Falling between the metro-rural cracks

4 minute read


Somerville and Pearcedale share a postcode, but only one has Distribution Priority Area (DPA) status.


Pearcedale is too rural to have a supermarket or frequent buses, but the government says it’s too close to the city to be allowed an exemption for internationally trained doctors.

Located about an hour out of central Melbourne, Pearcedale is home to under 4000 people and falls under the City of Casey.

Dr Farza Rastegar has run the township’s only GP clinic since 2013 and told The Medical Republic that it has around 3000 of the town’s residents on its books.

“I consider it rural because we don’t even have a Coles or a Woolworths,” she said.

“[As for] our public transport – the bus only comes four times a day.”

Pearcedale’s neighbouring suburb, Somerville, is comparatively larger, with a population of over 11,000.

Somerville falls under the Mornington Peninsula and has – among other attractions – a Woolworths, a Coles and even a Target.

Under the Modified Monash Model, both suburbs are classified MM1.

Prior to 2019, when the Department of Health and Aged Care used the District of Workforce Shortage assessment, both suburbs qualified for an exemption to section 19AB(1) of the Health Insurance Act 1973, allowing internationally trained doctors to bill to Medicare.

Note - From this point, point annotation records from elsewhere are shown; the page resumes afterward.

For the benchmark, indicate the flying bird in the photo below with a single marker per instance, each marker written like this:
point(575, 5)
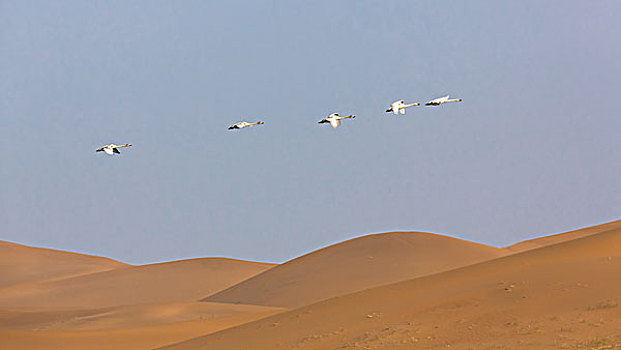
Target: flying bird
point(334, 119)
point(111, 149)
point(440, 100)
point(244, 124)
point(400, 106)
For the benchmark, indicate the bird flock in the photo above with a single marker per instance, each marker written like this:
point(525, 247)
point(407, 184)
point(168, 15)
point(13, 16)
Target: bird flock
point(397, 107)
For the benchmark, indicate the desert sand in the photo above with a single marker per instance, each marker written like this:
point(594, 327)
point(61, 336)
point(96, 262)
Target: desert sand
point(385, 291)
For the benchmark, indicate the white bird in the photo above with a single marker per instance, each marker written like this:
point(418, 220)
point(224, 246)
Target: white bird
point(244, 124)
point(334, 119)
point(111, 149)
point(440, 100)
point(400, 106)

But when the system for evaluating 19AB exemptions for GPs changed to Distribution Priority Areas in 2019, it was Pearcedale that lost its special status.

The effect in Pearcedale was immediate.

“We used to be seven doctors, now we’re down to four,” Dr Rastegar said.

While the practice had always been busy, Dr Rastegar said it used to be possible to squeeze in a few emergency appointments each day.

Now her next available timeslot isn’t until 27 December.

“We are double booked, stressed to the max [and] exhausted,” she said.

“I need to do my scripts and my results at 10 o’clock at night, when my kids are asleep [and] I don’t know how long I can maintain that.

“It’s getting to a point where I don’t know what else I can do.”

Doing one or two extra hours of unpaid work each night has taken its toll on Dr Rastegar, and the clinic has stopped opening on Fridays to give staff and doctors “a little bit of breathing space”.

“That is now causing panic in the community, because they are thinking ‘okay, so the next step will be shutting down another day and another day and after that they will disappear’,” she said.

Dr Rastegar is worried about the town and what they would do if Pearcedale Medical Centre was to close.

Some of her vulnerable elderly patients rely on mobility scooters to get around, limiting their ability to travel.

“If we go, there will be no one to look after them,” the GP and clinic owner said.

“[If they] find another GP in the next suburb, the first question is ‘are they accepting new patients?’, because most of the GP clinics have closed their books to new patients.

“So what will happen to them?”

The reason why the larger town of Somerville was able to keep its DPA status while Pearcedale lost its own is unclear but may have something to do with the different councils that the towns fall under.

DoHAC determines an area’s eligibility for DPA by measuring the whole local government area, meaning that decisions about Pearcedale are made based on the whole of the south Casey area.

Taken as a whole, south Casey’s level of services are 10% above the national benchmark.

Mornington Peninsula’s levels, meanwhile, are rated as being less than 1% above benchmark.

There are exceptions to the whole-of-government-area approach – the towns of Warneet and Tooradin both fall under south Casey but do have DPA status.

Dr Rastegar has tried to plead the case for Pearcedale’s 19AB exemption to be restored to no avail.

“The last email from the Department of Health said that there is no further opportunity to negotiate this,” she said.

“In a way they said, ‘please stop’. They shooshed me.”